O que a gente debate entre as ciências é: o que está ajudando de fato a criança a ler e escrever? Aí a gente pode testar tanto o nível do processo e das habilidades, quanto o nível do método que está sendo utilizado.

Uma pesquisa recente chamada "Ending the Reading Wars" mostra justamente que essa briga é inócua, ficamos muito tempo discutindo. Historicamente, a gente teve diversos modos de se ensinar a ler e escrever.

Na Antiguidade se desenhavam letras no chão, na areia. No século XVIII e XIX surgem métodos mais refinados, como os fônicos e os globais, e outros mais esquecidos, mas também interessantes, como um do século XVIII, através do qual se faziam bonecos de gengibre e a criança ia comendo as letras. Como em uma brincadeira.

A invenção da escrita tem aproximadamente 7 mil anos. Nesse período todo, poucas pessoas eram privilegiadas e aprendiam a ler e escrever. Quando se expande o acesso para que todos possam aprender a ler e escrever, fica mais difícil, pois aí é preciso saber qual metodologia vai ajudar a maioria das pessoas. E, ainda, é preciso ter alternativas para aqueles que não vão aprender pela metodologia normal. Foi aí que começaram a surgir os embates maiores, principalmente nos EUA.

Por que não conseguimos alcançar uma meta prevista para 2015, para baixar o índice de analfabetos no país?

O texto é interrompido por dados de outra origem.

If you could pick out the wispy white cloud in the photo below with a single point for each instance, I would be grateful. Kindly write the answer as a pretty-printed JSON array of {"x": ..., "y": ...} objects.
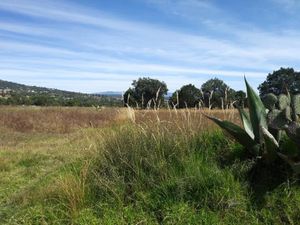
[{"x": 83, "y": 44}]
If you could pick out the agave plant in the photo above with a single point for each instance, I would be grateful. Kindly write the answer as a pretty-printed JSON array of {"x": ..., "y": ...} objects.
[{"x": 255, "y": 135}]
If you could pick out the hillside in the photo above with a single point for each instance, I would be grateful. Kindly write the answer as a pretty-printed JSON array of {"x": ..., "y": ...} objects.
[{"x": 19, "y": 94}]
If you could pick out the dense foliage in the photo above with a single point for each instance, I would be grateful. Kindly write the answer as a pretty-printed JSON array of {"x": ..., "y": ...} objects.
[
  {"x": 186, "y": 96},
  {"x": 279, "y": 80},
  {"x": 146, "y": 92}
]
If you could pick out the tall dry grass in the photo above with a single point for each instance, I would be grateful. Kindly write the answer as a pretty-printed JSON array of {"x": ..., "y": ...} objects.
[{"x": 54, "y": 119}]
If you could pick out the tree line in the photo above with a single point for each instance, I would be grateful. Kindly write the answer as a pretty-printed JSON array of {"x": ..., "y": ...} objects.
[{"x": 214, "y": 93}]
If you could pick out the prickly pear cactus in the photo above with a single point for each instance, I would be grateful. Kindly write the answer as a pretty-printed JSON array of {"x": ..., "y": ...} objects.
[
  {"x": 270, "y": 101},
  {"x": 283, "y": 101}
]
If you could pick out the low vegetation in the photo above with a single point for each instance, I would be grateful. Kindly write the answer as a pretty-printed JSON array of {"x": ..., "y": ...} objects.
[{"x": 135, "y": 167}]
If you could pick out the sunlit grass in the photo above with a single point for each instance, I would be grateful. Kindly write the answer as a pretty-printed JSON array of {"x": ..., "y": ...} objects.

A resposta é bastante complexa, pois trata-se de uma questão multifatorial. Não dá para explicar simplesmente como a questão de método, ou de nível socioeconômico ou de gestão escola. É preciso analisar o todo, e a questão mais relevante é que continuamos, infelizmente, a produzir analfabetos em contexto escolar. Basta ver os resultados da ANA 2016, em que mais de 54% das crianças que participaram da avaliação encontram-se em níveis insuficientes de leitura e 34% em níveis insuficientes de escrita.

Durante meses analisamos esses e outros fatores e, por isso, apresentamos na PNA uma série de diretrizes buscando superar esse problema crônico no Brasil. É muito importante não apenas alfabetizar quem já passou da fase de alfabetização, como também é fundamental fechar a torneira para que não tenhamos mais analfabetos escolarizados.

Há diferentes fatores que precisam ser melhorados no Brasil. A Educação infantil precisa estar conectada com o Ensino Fundamental, as crianças precisam, sim, aprender habilidades fundamentais para a alfabetização nessa etapa. A formação de professores alfabetizadores precisa ser melhorada, há poucos componentes e disciplinas sobre a alfabetização nos cursos de pedagogia e, a maioria deles, utiliza-se de bibliografia ultrapassada. A avaliação e o monitoramento da aprendizagem de leitura e da escrita, bem como dos cursos de formação de professores, também precisam ser melhorados.

Existem várias frentes que a gente precisa lidar para que possamos melhorar o cenário do Brasil que é, no mínimo, triste. Precisamos romper com tendências pedagógicas sem evidências e buscar o que dizem os resultados de pesquisa. Nesse sentido, a PNA busca fundamentar os programas e ações do governo federal em evidências atualizadas e criar um caminho para diminuir as desigualdades educacionais.